Viggle at TVnext Hack
April 29th, 2013
A great crowd of developers showed up in Boston this weekend for the TVnext Hack, which Viggle co-sponsored. We showed off the Viggle API, introduced the Viggle platform opportunity, and came to play ourselves with a couple Viggle developers teaming up to compete.
As hacks go, this was one of the best. Hill Holliday provided a fantastic space in their beautiful 35th floor offices in downtown Boston. Breakfast, lunch, snacks, and dinner all provided on site. The room was surrounded by teams supporting the APIs from such heavy hitters as Viggle, TMS, ESPN, Univision, and WatchWith.

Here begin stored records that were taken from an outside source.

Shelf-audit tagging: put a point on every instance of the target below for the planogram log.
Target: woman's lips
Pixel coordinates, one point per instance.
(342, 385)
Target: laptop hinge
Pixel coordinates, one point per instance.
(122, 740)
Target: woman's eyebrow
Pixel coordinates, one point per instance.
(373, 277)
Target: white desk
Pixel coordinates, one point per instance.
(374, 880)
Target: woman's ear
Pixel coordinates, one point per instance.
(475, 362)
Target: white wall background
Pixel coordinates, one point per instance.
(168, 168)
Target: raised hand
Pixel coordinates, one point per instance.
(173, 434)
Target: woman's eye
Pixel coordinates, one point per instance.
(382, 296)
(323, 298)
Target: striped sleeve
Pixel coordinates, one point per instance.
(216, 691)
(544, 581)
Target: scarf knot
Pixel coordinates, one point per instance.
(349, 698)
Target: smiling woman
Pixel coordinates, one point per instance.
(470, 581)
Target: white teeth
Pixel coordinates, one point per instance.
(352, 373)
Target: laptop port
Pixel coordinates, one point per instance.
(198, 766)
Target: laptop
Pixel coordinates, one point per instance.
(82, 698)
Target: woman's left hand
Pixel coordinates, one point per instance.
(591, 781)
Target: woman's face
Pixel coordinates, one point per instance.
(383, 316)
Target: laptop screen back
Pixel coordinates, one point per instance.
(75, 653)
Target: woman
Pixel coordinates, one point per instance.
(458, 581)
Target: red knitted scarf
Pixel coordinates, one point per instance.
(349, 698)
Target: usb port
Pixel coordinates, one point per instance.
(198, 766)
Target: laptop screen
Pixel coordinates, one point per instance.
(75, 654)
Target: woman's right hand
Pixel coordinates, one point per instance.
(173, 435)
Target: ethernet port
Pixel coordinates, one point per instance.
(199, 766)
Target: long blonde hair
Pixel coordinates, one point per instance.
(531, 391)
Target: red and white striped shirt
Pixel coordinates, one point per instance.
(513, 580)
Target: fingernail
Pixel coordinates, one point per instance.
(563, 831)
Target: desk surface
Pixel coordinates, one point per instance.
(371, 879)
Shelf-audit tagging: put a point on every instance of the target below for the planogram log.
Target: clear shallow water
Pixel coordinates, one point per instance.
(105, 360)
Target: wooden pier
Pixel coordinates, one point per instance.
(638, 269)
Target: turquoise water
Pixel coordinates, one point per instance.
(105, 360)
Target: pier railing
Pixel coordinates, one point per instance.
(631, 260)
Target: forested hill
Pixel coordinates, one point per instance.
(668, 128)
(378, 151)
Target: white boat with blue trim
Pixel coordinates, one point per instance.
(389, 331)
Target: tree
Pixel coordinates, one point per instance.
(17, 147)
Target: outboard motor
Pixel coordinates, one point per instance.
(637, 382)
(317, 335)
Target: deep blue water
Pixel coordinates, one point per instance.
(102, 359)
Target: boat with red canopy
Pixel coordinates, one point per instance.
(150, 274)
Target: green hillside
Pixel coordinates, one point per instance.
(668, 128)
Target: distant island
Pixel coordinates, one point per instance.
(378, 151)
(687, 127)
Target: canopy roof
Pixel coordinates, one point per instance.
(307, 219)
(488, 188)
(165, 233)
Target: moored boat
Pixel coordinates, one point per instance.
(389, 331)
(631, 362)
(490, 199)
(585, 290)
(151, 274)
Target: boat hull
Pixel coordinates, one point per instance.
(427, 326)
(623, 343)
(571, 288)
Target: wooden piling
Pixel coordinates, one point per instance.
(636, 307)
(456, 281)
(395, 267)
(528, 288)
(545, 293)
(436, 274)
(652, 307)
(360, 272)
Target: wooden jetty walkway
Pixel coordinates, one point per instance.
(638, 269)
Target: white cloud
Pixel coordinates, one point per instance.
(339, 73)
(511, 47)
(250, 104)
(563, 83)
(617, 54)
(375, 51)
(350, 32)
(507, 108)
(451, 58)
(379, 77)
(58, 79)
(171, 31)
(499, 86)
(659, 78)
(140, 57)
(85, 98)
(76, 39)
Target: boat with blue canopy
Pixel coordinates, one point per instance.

Devs especially appreciated the opportunity to get extra reach for their apps by having them appear within Viggle. When we explained Viggle’s platform and philosophy – “Build it in HTML5 and it will work within Viggle” – their eyebrows went up. Most common question: “What’s the catch?” Well, there isn’t one. If you write something cool for TV in HTML5, we want our users to enjoy it.
When an app is launched from within Viggle, it can access our API to enable additional features. Popular with many devs, for example, was the fact that without needing to write an ACR plugin, they could get show data through our API, then use that to get cool content from other sources (such as TMS and ESPN). But no matter what, if your app works on the mobile web, it works on Viggle. No special tweaks, just plug and play.
Developers came prepared to bring it, getting straight down to business and coding away into the evening and starting again early the next day. Some great apps we saw (each a category winner):
“Twivo,” an app to pull relevant tweets from when a show initially aired and then replayed them in sync with a time-shifted broadcast.
“TV Time,” an app to gate access to TV on an iPad by making a child earn minutes by doing homework questions first.
“Who Am I?” the app from Team Viggle that lets you record a video “charade” of you acting as a character from a TV show, then posting it to a game within Viggle where your friends try to guess who you are.
“SmallTalkr,” an app that streams relevant clever opinions about a sports event (by using closed-caption info to crawl Twitter and ESPN data) surreptitiously to your phone so you can seem to know what you’re talking about even if it’s not a sport you understand.
“TeleBet,” an app that lets you wager Viggle points between friends about what will happen next on a TV show.
Every one of these could work on Viggle, and in fact two of them were demoed on Viggle right there at the hack – proving how easy it is to do with little to no preparation time. It was a perfect kickoff for the Viggle AppJam, giving developers on-site access to Viggle Labs team members and valuable hacking time to prototype their apps.